The research was mainly funded by the Swedish Research Council, the Knut and Alice Wallenberg Foundation, the Tobias Foundation, the Torsten Söderberg Foundation, the Research Council of Norway, the Norwegian Cancer Society, and the European Research Council. A patent application has been filed by Inven2 (UiO/OUS) protecting the T-cell receptor sequence where Johanna Olweus and Eirini Giannakopoulou are listed as inventors. Johanna Olweus is on the scientific advisory board of Asgard Therapeutics and is one of the founders of T-Rx Therapeutics.

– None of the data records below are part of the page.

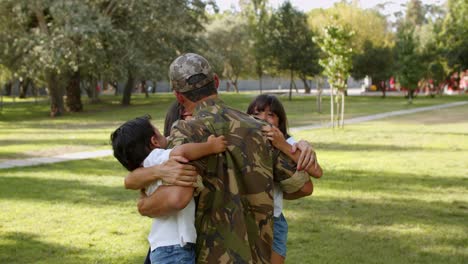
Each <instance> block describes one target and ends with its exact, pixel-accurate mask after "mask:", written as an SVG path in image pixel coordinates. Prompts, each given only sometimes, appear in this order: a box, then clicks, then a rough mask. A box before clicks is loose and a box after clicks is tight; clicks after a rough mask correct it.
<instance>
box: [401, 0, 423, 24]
mask: <svg viewBox="0 0 468 264" xmlns="http://www.w3.org/2000/svg"><path fill="white" fill-rule="evenodd" d="M405 21H406V22H407V23H410V24H411V25H414V26H420V25H422V24H423V23H424V22H425V21H426V19H425V10H424V7H423V4H422V2H421V1H420V0H410V1H409V2H408V4H407V7H406V18H405Z"/></svg>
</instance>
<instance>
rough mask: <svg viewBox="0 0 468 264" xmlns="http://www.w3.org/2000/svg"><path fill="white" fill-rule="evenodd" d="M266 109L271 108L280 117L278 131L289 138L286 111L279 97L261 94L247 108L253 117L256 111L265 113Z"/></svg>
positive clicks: (285, 136) (265, 94)
mask: <svg viewBox="0 0 468 264" xmlns="http://www.w3.org/2000/svg"><path fill="white" fill-rule="evenodd" d="M266 107H269V108H270V111H271V112H273V113H275V114H276V115H277V116H278V123H279V124H278V129H279V130H280V131H281V132H282V133H283V135H284V137H285V138H289V137H290V136H289V134H288V119H287V117H286V111H285V110H284V107H283V104H282V103H281V101H280V100H279V99H278V97H276V96H274V95H271V94H261V95H259V96H257V97H256V98H255V99H254V100H253V101H252V102H251V103H250V105H249V107H248V108H247V114H249V115H253V114H254V112H255V109H257V111H260V112H263V111H265V108H266Z"/></svg>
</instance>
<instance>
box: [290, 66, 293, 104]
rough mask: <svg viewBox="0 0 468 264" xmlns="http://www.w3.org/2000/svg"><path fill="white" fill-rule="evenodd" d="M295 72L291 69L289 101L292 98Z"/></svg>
mask: <svg viewBox="0 0 468 264" xmlns="http://www.w3.org/2000/svg"><path fill="white" fill-rule="evenodd" d="M293 79H294V72H293V71H292V70H291V81H290V82H289V101H291V99H292V86H293V84H292V83H293Z"/></svg>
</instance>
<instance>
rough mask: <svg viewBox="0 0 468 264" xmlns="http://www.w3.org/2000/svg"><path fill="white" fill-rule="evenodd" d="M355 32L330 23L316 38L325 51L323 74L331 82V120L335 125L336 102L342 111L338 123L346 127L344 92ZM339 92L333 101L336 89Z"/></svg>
mask: <svg viewBox="0 0 468 264" xmlns="http://www.w3.org/2000/svg"><path fill="white" fill-rule="evenodd" d="M353 34H354V32H353V31H350V30H349V29H346V28H344V27H343V26H341V25H336V24H335V25H328V26H325V28H324V29H323V34H322V37H320V38H315V41H316V42H317V43H318V44H319V46H320V48H321V49H322V51H323V52H324V58H323V59H320V60H319V63H320V65H322V67H323V68H324V71H323V74H324V75H325V76H327V77H328V83H329V84H330V94H331V96H330V100H331V102H330V106H331V111H330V113H331V122H332V127H335V117H334V104H335V103H336V108H337V112H341V120H340V121H338V125H341V127H344V106H345V99H344V93H345V91H346V88H347V80H348V77H349V73H350V70H351V67H352V60H351V59H352V55H353V54H352V48H351V47H350V42H351V38H352V36H353ZM335 89H336V90H337V92H338V94H337V97H336V98H335V101H333V97H334V91H335ZM340 97H341V106H340V107H341V109H340V108H339V103H338V102H339V101H340V100H339V98H340ZM340 110H341V111H340Z"/></svg>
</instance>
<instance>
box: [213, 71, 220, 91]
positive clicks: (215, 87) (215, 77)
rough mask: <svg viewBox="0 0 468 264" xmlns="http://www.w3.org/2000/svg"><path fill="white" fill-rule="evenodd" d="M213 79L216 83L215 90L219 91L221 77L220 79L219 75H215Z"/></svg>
mask: <svg viewBox="0 0 468 264" xmlns="http://www.w3.org/2000/svg"><path fill="white" fill-rule="evenodd" d="M213 79H214V81H215V88H216V90H217V89H218V87H219V77H218V75H217V74H214V76H213Z"/></svg>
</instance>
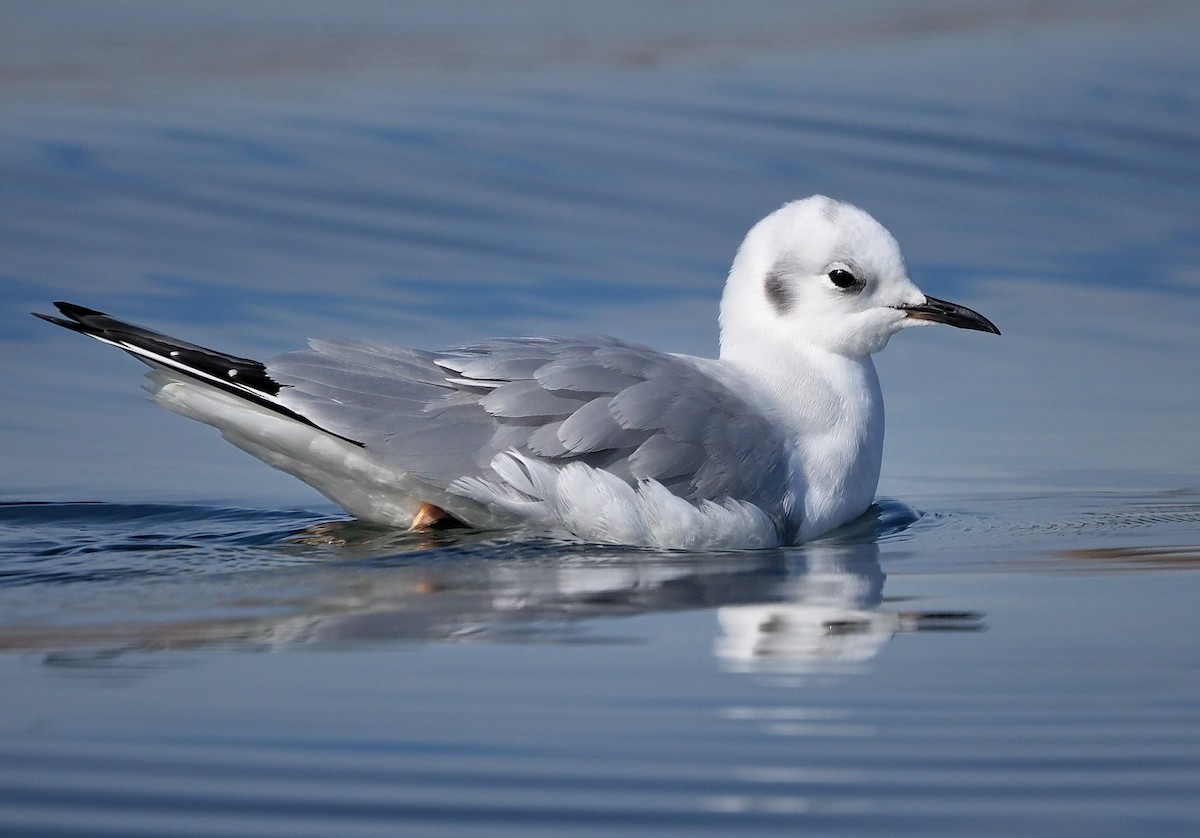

The other co-authors declare no potential conflicts of interest.

Publication

“A T cell receptor targeting a recurrent driver mutation in FLT3 mediates elimination of primary human acute myeloid leukemia in vivo”, Eirini Giannakopoulou, Madeleine Lehander, Stina Virding Culleton, Weiwen Yang, Yingqian Li, Terhi Karpanen, Tetsuichi Yoshizato, Even H Rustad, Morten Milek Nielsen, Ravi Chand Bollineni, Trung T Tran, Marina Delic-Sarac, Thea Johanne Gjerdingen, Karolos Douvlataniotis, Maarja Laos, Muhammad Ali, Amy Hillen, Stefania Mazzi, Desmond Wai Loon Chin, Adi Mehta, Jeppe Sejerø Holm, Amalie Kai Bentzen, Marie Bill, Marieke Griffioen, Tobias Gedde-Dahl, Sören Lehmann, Sten Eirik W Jacobsen, Petter S Woll, Johanna Olweus, Nature Cancer, online 2 October 2023, doi: 10.1038/s43018-023-00642-8.